块层介绍(二)请求层

出处: https://lwn.net/Articles/738449/
The Linux block layer provides an upstream interface to filesystems and block-special devices allowing them to access a multitude of storage backends in a uniform manner. It also provides downstream interfaces to device drivers and driver-support frameworks that allow those drivers and frameworks to receive requests in a manner most suitable to each. Some drivers do not benefit from preliminary (初步的)handling and just use the thin "bio layer" that we met previously. Other drivers benefit from some preprocessing that might detect batches of consecutive(连续的) requests, may reorder requests based on various criteria(标准、准则), and which presents the requests as one or more well-defined streams. To service these drivers, there exists a section of the block layer that I refer to as the request layer.

There are currently two parallel parts to the request layer, sometimes described as "single-queue" and "multi-queue". The multi-queue part is relatively new (years, not decades) and may, one day, completely replace the single-queue version. That has not yet happened and both are in active use in current kernels. Having two different queuing approaches to examine provides opportunities to learn from the contrasts(反差、对比), so we will spend a little time looking at each of these two parts and how they present requests to the underlying frameworks or drivers. First, though, we will look at what is common between them, which is best seen by examining two data structures, struct request_queue and struct request.

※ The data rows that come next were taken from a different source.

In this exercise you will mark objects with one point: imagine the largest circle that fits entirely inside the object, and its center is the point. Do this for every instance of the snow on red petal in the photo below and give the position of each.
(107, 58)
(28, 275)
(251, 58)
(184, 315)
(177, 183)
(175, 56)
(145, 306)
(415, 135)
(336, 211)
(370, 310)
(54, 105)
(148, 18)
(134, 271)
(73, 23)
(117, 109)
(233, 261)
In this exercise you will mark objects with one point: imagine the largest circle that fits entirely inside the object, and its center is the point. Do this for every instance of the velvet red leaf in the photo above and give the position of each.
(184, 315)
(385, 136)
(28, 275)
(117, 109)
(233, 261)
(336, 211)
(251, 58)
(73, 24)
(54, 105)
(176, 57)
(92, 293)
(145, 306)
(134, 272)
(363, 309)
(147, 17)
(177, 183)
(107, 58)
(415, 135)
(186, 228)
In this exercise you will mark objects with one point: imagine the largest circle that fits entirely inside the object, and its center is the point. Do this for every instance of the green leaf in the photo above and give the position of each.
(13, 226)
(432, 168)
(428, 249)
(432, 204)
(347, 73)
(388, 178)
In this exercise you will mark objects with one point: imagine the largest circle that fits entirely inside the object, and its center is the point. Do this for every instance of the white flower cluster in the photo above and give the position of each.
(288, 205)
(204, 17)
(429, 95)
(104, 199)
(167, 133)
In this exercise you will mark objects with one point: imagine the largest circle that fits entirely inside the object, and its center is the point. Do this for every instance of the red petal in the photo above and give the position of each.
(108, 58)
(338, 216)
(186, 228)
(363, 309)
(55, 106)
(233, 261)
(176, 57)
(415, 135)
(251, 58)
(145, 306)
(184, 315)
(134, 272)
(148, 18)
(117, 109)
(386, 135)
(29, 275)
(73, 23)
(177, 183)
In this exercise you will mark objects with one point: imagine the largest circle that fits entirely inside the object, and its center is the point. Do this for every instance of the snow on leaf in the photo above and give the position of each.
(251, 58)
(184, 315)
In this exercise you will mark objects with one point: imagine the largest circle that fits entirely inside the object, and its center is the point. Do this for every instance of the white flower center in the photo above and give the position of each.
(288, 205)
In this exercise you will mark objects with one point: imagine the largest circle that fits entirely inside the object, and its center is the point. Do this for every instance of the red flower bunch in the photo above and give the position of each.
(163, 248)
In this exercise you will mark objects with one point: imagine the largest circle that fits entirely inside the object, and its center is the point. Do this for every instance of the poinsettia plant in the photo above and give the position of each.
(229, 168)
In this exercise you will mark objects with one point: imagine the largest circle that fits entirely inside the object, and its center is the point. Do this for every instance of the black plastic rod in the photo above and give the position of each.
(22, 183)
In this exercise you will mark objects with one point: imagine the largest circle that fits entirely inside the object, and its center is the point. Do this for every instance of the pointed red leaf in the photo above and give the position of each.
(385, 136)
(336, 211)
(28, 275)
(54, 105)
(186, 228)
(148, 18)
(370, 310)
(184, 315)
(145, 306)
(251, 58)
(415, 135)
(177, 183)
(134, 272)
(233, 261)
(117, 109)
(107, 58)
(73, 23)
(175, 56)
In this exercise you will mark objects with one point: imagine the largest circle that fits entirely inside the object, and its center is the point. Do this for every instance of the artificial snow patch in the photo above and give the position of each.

The request_queue and the request

The request_queue and request structures are closely related to the gendisk and bio structures used in the bio layer: one represents a particular device, while the other represents an I/O request. While request structures are only used for devices that make use of the request layer, the request_queue structure is allocated for every gendisk. Some of the fields, such as parts of the struct queue_limits substructure, apply equally well to all block devices and arguably should live in the gendisk. Other fields only apply to the queue management provided by the request layer, and really only need to be allocated for devices using this layer. The current arrangement is simply a historical accident that isn't worth fixing and is, in any case, externally visible through the contents of the /sys/block/*/queue/ sysfs directories.

The request structure represents a single I/O request that will ultimately be delivered to the underlying device. It contains a list of one or more bios that must represent contiguous I/O operations, various fields to track its overall(完整的、全部的) status (such as timestamps and the originating CPU), and several anchors(锚点) so it can be included in larger data structures. It has a struct list_head queuelist so it can appear in a simple queue, a struct hlist_node hash so it can appear in a hash table (used to see if any outstanding requests are adjacent to a new bio), and a struct rb_node rb_node used to include the request in a red-black tree. When a request structure is allocated, some extra space is allocated at the end to be used by the underlying driver to store any additional per-request information. This space is sometimes used to store the command header that is sent to the underlying devices, such as a SCSI command descriptor block, but drivers are free to use it however they wish.

These requests are created by the appropriate make_request_fn() function (blk_queue_bio() for single-queue or blk_mq_make_request() for multi-queue) and handed to an I/O scheduler or "elevator", a name derived from the elevator algorithm that was once a cornerstone(基础、基石) of disk I/O scheduling and is now, at most, a minor detail. We will take a quick look at the single-queue approach, and then see how that compares to the newer multi-queue mechanism.

Scheduling requests for a single queue

Traditionally, most storage devices were made up of a set of spinning circular platters(旋转圆盘) with magnetic(磁力的) coating(涂层) and a single head (or set of heads, one per platter) that moved along the radius of the spinning disk to read or change the magnetic polarization at any location on any platter. Such a device can only process a single request at a time, and has a substantial cost in moving from one location on the platters to another. The single-queue implementation started out aimed at driving this sort of device and, while it has broadened in scope over the years, its structure still reflects the needs of rotating storage devices.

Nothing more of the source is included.